For the dverse prompt. https://dversepoets.com/2023/05/22/haibun-monday-5-22-23-memory/
The latest glitch with WP is that I can’t insert links. I also have to reset the font and the font size each post or it’s microscopic Times New Roman. Maybe it’s time to find a new hobby.

Haibun

I remember so much that never was, childish reconstructions of stories of how it was, re-imaginings so vivid they may as well be true, of emigrating across a dark grey sea, the old house on the hill, an army of my mother’s fellow art students making it habitable, the cast iron bath with eagle’s feet and steps to climb into it, playing with fox cubs on a moonlit lawn.

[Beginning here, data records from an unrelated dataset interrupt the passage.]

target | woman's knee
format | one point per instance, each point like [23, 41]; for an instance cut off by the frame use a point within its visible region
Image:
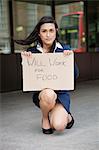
[48, 97]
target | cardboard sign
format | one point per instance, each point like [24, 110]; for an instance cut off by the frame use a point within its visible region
[48, 70]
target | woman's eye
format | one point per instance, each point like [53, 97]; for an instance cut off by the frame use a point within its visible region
[44, 31]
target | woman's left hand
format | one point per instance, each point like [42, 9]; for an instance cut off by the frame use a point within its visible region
[67, 52]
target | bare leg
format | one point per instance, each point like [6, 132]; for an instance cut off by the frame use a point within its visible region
[47, 103]
[59, 117]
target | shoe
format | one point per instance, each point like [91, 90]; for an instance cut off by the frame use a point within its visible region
[47, 131]
[71, 123]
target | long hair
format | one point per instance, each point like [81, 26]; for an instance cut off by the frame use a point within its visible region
[34, 36]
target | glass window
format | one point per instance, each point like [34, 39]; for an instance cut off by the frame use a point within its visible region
[4, 27]
[70, 18]
[93, 27]
[26, 16]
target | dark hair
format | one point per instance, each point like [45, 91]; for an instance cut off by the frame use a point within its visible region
[34, 36]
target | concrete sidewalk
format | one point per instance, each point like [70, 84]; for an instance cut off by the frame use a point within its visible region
[20, 122]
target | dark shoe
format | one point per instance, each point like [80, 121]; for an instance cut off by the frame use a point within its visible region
[71, 123]
[47, 131]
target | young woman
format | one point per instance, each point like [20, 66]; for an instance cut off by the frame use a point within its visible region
[54, 105]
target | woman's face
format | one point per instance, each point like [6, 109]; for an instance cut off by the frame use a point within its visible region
[47, 33]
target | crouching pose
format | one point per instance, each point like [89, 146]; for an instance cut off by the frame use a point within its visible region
[54, 105]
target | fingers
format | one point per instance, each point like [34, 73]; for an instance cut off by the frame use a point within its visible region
[25, 53]
[67, 52]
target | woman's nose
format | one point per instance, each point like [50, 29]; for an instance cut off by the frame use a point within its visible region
[48, 34]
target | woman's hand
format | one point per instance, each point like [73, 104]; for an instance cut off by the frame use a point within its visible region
[67, 52]
[27, 54]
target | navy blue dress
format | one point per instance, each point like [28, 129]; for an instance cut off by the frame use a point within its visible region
[63, 96]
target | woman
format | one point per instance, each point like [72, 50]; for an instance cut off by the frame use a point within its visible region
[54, 105]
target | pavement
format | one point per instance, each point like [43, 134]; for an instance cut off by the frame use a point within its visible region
[20, 122]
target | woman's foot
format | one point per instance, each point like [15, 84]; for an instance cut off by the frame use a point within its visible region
[46, 129]
[71, 122]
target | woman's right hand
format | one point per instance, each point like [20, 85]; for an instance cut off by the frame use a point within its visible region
[25, 53]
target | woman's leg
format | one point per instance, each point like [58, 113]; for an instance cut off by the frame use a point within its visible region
[47, 102]
[59, 117]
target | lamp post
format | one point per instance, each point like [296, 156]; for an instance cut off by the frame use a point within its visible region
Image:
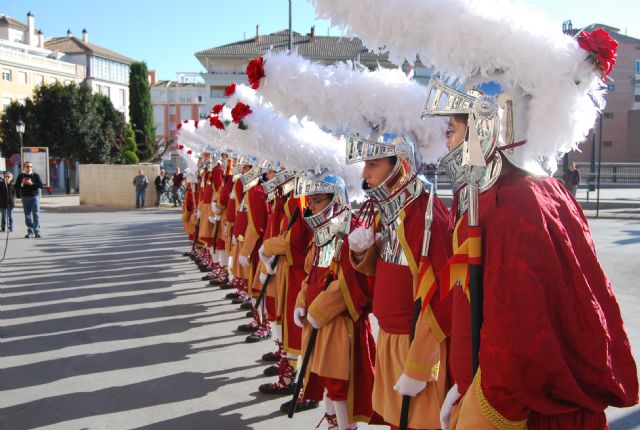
[20, 126]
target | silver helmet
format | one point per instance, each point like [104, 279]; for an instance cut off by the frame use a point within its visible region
[284, 179]
[403, 185]
[494, 123]
[336, 216]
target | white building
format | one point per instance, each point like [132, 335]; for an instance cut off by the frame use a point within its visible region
[107, 71]
[26, 63]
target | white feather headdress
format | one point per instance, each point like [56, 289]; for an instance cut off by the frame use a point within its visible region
[347, 97]
[508, 42]
[298, 145]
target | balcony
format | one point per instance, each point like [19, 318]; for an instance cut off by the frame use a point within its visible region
[35, 61]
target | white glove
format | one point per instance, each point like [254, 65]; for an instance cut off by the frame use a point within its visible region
[408, 386]
[312, 321]
[263, 277]
[244, 261]
[445, 411]
[361, 239]
[298, 314]
[268, 261]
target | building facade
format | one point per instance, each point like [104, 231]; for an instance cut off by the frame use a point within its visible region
[107, 72]
[620, 127]
[173, 102]
[25, 63]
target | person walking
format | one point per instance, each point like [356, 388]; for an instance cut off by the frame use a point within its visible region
[28, 185]
[571, 178]
[176, 182]
[7, 201]
[141, 183]
[160, 183]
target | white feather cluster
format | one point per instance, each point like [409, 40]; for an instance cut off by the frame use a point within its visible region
[298, 145]
[346, 97]
[472, 38]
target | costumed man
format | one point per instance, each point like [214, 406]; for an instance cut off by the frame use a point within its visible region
[257, 211]
[407, 245]
[188, 206]
[219, 201]
[549, 346]
[340, 367]
[291, 244]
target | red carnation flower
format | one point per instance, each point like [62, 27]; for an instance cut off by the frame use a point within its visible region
[231, 88]
[214, 121]
[602, 49]
[239, 112]
[217, 109]
[255, 72]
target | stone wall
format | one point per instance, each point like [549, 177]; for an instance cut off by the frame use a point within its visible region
[111, 185]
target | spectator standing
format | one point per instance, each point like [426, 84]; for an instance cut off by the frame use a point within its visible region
[176, 183]
[160, 183]
[571, 178]
[7, 201]
[28, 185]
[141, 183]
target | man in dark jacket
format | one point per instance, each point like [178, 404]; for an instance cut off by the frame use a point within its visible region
[28, 185]
[160, 184]
[7, 201]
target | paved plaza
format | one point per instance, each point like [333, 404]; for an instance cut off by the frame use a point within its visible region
[105, 325]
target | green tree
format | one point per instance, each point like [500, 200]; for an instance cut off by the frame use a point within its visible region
[128, 151]
[140, 110]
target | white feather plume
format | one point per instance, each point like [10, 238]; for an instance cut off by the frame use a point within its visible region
[345, 97]
[298, 145]
[470, 38]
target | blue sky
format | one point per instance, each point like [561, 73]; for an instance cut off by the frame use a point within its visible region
[166, 34]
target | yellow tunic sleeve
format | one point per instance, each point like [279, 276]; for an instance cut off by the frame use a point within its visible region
[423, 360]
[251, 237]
[328, 304]
[275, 246]
[368, 263]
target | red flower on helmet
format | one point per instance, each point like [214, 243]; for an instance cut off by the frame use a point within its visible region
[239, 112]
[217, 109]
[255, 72]
[231, 88]
[215, 122]
[602, 49]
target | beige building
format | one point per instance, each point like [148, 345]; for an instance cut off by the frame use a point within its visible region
[25, 63]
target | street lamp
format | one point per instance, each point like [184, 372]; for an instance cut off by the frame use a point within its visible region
[20, 129]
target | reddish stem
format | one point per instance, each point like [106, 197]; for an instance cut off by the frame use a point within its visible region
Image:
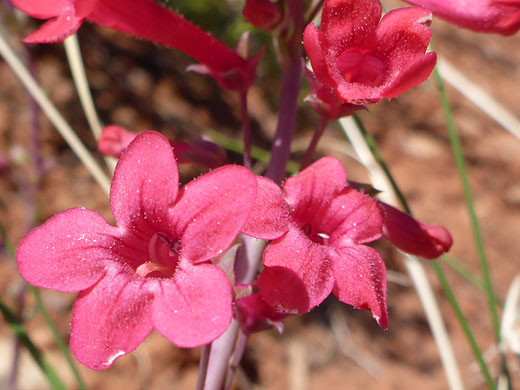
[314, 142]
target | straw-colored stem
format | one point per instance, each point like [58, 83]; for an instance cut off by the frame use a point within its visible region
[53, 114]
[85, 97]
[479, 97]
[413, 265]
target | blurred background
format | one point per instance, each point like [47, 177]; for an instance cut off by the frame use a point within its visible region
[142, 86]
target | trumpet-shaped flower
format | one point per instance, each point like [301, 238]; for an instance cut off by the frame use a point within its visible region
[492, 16]
[362, 59]
[144, 19]
[153, 269]
[322, 249]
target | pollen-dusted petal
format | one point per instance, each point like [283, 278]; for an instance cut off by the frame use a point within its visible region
[269, 218]
[412, 75]
[312, 190]
[68, 252]
[297, 274]
[361, 280]
[55, 30]
[349, 23]
[145, 183]
[412, 236]
[110, 319]
[43, 9]
[352, 217]
[194, 307]
[211, 210]
[312, 43]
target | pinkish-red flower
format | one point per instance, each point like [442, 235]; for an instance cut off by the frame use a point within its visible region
[153, 269]
[262, 14]
[115, 139]
[412, 236]
[492, 16]
[144, 19]
[320, 246]
[363, 59]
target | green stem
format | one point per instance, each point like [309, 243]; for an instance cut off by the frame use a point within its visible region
[41, 307]
[57, 338]
[437, 268]
[461, 167]
[19, 331]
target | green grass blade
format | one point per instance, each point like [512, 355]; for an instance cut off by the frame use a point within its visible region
[437, 268]
[41, 307]
[468, 196]
[38, 357]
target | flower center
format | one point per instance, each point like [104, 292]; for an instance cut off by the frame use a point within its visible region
[164, 257]
[315, 236]
[361, 66]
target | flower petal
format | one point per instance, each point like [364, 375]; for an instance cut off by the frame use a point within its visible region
[316, 185]
[312, 44]
[55, 30]
[43, 9]
[69, 252]
[361, 280]
[350, 218]
[349, 23]
[297, 274]
[269, 218]
[194, 307]
[110, 320]
[145, 183]
[412, 236]
[211, 210]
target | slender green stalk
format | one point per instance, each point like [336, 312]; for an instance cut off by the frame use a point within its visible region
[41, 307]
[437, 268]
[468, 196]
[19, 331]
[57, 338]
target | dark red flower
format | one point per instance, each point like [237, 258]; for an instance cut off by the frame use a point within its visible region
[362, 59]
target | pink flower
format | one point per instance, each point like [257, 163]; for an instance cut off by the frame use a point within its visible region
[144, 19]
[262, 14]
[322, 226]
[151, 271]
[115, 139]
[492, 16]
[362, 59]
[412, 236]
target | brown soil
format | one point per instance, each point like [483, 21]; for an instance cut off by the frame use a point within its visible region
[141, 86]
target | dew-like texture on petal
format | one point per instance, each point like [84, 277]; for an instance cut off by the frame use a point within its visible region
[145, 185]
[43, 9]
[269, 218]
[414, 237]
[312, 43]
[194, 307]
[361, 280]
[211, 210]
[349, 23]
[55, 30]
[351, 218]
[68, 252]
[491, 16]
[297, 274]
[412, 75]
[110, 319]
[313, 189]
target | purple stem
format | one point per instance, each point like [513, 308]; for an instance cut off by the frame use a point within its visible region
[240, 348]
[246, 129]
[223, 347]
[314, 142]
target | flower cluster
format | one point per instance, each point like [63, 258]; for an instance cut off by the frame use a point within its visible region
[161, 266]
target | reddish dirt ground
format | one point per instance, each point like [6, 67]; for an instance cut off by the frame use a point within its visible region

Perhaps some memories subsist from infant times, embroidered by repetition of stories told. But how could you possibly remember that? In the end, does it really matter?

Yesterday was spring
and tomorrow will be too
blue, bird-loud and new.

Haibun: green water

I have never seen the canal in sunlight, never seen its water clear. Plane trees meet high overhead, holding up the unseen sky. Some see a green cathedral and hear angels singing. I see tree gods and hear a symphony of birdstruments, wild flutes, clarinets and oboes. There is no sun here, but an even, green light, and the water waits, still, dimpled with insects walking, and fish lips rising to kiss their feet.

The world has shrunk
this damp spring to still water
pooling at my feet.

Spring is

Spring is

Spring is a bold thing, bramble-hooked,
barging into quiet corners,
sky-shooting, flouncing fronds.

Spring is noisy as whizzbangs,
scudding bees in the mimosa,
woodpecker tattoos.

Spring is joyously juvenile, striped,
flecked and dappled with sun,
pied and purple, a riot of life,

running in rivers of green
and flower-gaudy, flying with damsels
in the bowed arc of the rain.

Making wild plans

She imagined the meadows set forever in pink and yellow and white, like cloisonné enamel work, with flocks of goldfinches and high-stepping deer, hares hiding low and foxes making tracks in the dark. They would not mow at high summer, leave the wild things alone. They could let saplings grow here and there and become trees, let the woodland spead and step prettily among the flowers. Some said without a cut, bramble would smother everything, an unholy mess. Others said it wouldn’t. Sometimes, she decided, the only thing to do is follow the dream and see what happens.

A departure

A departure

Across the meadows,
bright with duty and waving flags,
between supple soldier stalks,
bee-wreathed and busy,
spring departs.

From the town,
the solemn sound
of the church bell tolling rolls
ebbing or flowing or both at once,
through the sky-chant,

ingenuous paean
to the moment now,
of a hundred meistersinging blackbirds.